Mouthful of Birds, Samantha Schweblin
Reminiscent of the magical realism of Isabel Allende or Gabo, Schweblin’s collection of short stories is both surprising and strange; the element of grotesqueness interwoven with poignant observations about social issues gave me chills on more than one occasion. Schweblin often uses animalistic features in her characters that shock other characters as well as the reader, but which are considered natural by the characters themselves, such as the story that gives name, which although at first stuns both of her parents, then shows how one parent adapts and the other simply does not/cannot. Some of the stories are as short as two pages, and others are as long as 20, and I can’t write about this book without mentioning that my favorite story from the collection was the first—if you know me and have also read the story, this will come as no surprise.
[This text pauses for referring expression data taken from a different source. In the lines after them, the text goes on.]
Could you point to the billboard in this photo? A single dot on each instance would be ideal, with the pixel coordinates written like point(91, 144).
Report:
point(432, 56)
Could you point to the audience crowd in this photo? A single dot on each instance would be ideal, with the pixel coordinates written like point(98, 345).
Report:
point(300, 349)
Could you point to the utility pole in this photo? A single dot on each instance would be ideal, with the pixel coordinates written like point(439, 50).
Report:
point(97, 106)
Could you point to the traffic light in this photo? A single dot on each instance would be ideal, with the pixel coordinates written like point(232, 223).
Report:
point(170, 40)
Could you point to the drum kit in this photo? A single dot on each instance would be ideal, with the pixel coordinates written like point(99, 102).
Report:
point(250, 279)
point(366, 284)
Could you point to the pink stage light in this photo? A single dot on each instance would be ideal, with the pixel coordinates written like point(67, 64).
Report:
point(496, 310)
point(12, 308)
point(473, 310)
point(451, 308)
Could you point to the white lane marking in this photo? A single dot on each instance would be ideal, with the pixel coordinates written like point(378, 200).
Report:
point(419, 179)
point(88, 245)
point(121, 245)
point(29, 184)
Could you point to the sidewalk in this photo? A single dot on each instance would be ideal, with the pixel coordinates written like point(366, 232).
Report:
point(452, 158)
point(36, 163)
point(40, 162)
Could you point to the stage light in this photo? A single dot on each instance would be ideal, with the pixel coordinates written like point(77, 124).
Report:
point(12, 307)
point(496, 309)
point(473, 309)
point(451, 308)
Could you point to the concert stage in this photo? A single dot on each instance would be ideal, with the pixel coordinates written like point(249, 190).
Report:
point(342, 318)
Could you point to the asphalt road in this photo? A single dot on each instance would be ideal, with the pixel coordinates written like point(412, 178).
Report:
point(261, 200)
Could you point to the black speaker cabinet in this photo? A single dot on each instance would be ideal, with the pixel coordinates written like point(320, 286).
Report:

My Year of Rest and Relaxation, Ottessa Moshfegh
I was intrigued by the title of this book and it turned out to be really different from any expectations I may have had. The unnamed narrator, emotionally exhausted and traumatized from the death of both her parents and frenetic New York society, decides she wants to take a year to have a medically induced sleep, which she believes will rejuvenate and restore her, helping her to make a completely new life for herself. During this period, she is truly terrible to her one and only friend, and the reader can see her barely hidden suffering behind her despondent thoughts. The book ends as she simultaneously comes out of her months-long slumber and 9/11 happens, which lead to an improved state of mind that is frankly not believable—it leaves the reader to imagine how long it will actually last, and in a strange turn, makes a good proposal regarding the importance of going to therapy to deal with your trauma instead of trying to wish it away with medically prescribed sleeping pills.